|Rocky Head Baptist Church.|
I’ve always had an interest in Civil War history, and I think this is mostly because when I was young I learned that my fourth-great-grandfather Lewis Lavon Peacock was with Robert E. Lee’s Confederate Army of Northern Virginia when Lee surrendered at Appomattox in April 1865. Lewis Lavon Peacock was born in Coffee County, Ala. in 1844 and, in April 1862, he enlisted at the age of 17 in Kolb’s Battery and served in Kentucky and Tennessee, including the famous Battle of Chickamauga.
At the time of the war, apparently Rocky Head, a small community in Dale County, Ala., was Lewis Lavon Peacock’s hometown. In August 1864, after two years of military service, he was granted a furlough to return home to Rocky Head. After that time off, he returned to duty in January 1865 and after the Confederate surrender at Appomattox, it’s said that Lewis Lavon Peacock walked all the way home, presumably to Rocky Head, from Virginia, a distance of 631 miles along modern roads.
I’ve always wanted to see Lewis Lavon Peacock’s hometown for myself, which is why I put a trip to this Southeast Alabama community on my bucket list several years ago. On Saturday afternoon, my son and I found ourselves in that part of the state, so we made a quick trip to Rocky Head to see the place that our Confederate ancestor called home. In all, we probably spent 20 to 30 minutes there, and it was nice to finally see Rocky Head for ourselves.
For those of you unfamiliar with Rocky Head, it’s a small, unincorporated community on State Highway 51, just south of Ariton. Rocky Head is in Dale County, but it’s just north of the Coffee County line, not far from New Brockton. I was unable to find out how many people live there, but my guess is around 100 people.
My son and I drove slowly through Rocky Head, and tried to imagine where Lewis Lavon Peacock’s home might have stood. During our short visit there, we only made two stops. First, we checked out the Rocky Head Baptist Church and noted that it wasn’t established until 1889, which means it wasn’t around when Lewis Lavon Peacock lived there. He moved to Burnt Corn, which sits on the border between Monroe and Conecuh counties, sometime between 1865 and 1867, not long after the end of the Civil War.

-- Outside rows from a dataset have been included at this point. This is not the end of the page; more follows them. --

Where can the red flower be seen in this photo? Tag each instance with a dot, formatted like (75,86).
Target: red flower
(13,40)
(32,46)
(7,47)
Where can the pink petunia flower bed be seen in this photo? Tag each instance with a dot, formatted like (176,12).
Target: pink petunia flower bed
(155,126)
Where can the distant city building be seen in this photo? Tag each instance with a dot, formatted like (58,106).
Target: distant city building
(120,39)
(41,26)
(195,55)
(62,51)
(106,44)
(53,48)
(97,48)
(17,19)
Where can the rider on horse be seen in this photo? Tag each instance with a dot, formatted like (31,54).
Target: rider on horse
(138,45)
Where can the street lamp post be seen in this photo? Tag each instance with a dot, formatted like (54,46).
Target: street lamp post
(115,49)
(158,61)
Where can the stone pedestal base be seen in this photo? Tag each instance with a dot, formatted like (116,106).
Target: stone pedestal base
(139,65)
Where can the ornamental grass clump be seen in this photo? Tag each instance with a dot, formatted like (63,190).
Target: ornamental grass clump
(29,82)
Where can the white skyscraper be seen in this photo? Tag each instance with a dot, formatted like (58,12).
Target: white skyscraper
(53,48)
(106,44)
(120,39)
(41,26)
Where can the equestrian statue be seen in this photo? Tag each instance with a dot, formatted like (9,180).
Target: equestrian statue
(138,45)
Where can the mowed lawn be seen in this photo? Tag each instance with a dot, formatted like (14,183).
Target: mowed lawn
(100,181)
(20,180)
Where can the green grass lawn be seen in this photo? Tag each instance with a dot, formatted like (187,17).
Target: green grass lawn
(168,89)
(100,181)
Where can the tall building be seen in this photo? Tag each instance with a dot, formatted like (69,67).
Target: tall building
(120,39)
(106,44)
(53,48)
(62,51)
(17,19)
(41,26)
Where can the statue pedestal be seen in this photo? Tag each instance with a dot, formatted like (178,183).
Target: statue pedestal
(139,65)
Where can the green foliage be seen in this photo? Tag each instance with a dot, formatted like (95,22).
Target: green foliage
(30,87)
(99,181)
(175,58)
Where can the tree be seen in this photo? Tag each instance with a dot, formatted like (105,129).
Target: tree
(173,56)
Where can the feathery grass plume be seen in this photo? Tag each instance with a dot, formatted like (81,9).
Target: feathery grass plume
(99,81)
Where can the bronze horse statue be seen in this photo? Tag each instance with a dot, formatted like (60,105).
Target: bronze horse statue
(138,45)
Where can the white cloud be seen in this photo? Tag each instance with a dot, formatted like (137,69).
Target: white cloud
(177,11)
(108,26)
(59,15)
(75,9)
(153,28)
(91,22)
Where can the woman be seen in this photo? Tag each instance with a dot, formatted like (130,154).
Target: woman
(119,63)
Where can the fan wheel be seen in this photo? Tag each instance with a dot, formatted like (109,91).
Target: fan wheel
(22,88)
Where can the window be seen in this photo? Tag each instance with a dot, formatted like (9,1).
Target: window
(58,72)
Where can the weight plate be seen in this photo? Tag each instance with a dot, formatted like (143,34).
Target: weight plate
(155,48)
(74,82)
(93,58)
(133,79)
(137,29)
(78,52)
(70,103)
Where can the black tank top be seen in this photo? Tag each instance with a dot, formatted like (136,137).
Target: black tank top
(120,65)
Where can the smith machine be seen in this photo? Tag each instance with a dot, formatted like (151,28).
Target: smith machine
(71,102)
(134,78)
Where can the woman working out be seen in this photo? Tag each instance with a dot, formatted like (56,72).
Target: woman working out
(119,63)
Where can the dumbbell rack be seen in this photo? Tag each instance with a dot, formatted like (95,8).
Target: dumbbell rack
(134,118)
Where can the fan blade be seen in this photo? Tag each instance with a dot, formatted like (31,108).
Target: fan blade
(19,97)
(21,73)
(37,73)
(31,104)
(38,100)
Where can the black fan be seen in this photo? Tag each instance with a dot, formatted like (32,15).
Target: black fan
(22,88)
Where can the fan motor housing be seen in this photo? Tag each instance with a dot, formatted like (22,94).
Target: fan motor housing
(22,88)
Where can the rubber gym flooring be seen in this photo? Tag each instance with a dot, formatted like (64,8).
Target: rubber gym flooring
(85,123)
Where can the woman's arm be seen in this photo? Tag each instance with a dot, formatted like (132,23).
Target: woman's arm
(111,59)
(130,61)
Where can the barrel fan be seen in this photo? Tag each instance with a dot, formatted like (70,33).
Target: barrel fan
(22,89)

Also while in Rocky Head, we stopped and visited the Mount Olive Cemetery, which is just south of the church. When we got out, I told my son that I’d give him a dollar if he could find any Peacocks, and despite our best efforts, we didn’t find any during our casual search. According to the Web site, findagrave.com, there are 631 graves in this cemetery (and no Peacocks are buried there).
In the end, it was nice to finally see Rocky Head, Alabama for ourselves. It’s a place my son and I have talked about from time to time, and now that we’ve seen it for ourselves we have a little better understanding of the man who has so heavily influenced my interests. Next time we're in the vicinity, we'll probably swing through Rocky Head again to see if we can see something we may have missed the first time around.
How many of you have ever been to Rocky Head, Alabama? What did you think about it? Do you know anything more about the community’s history? Let us know in the comments section below.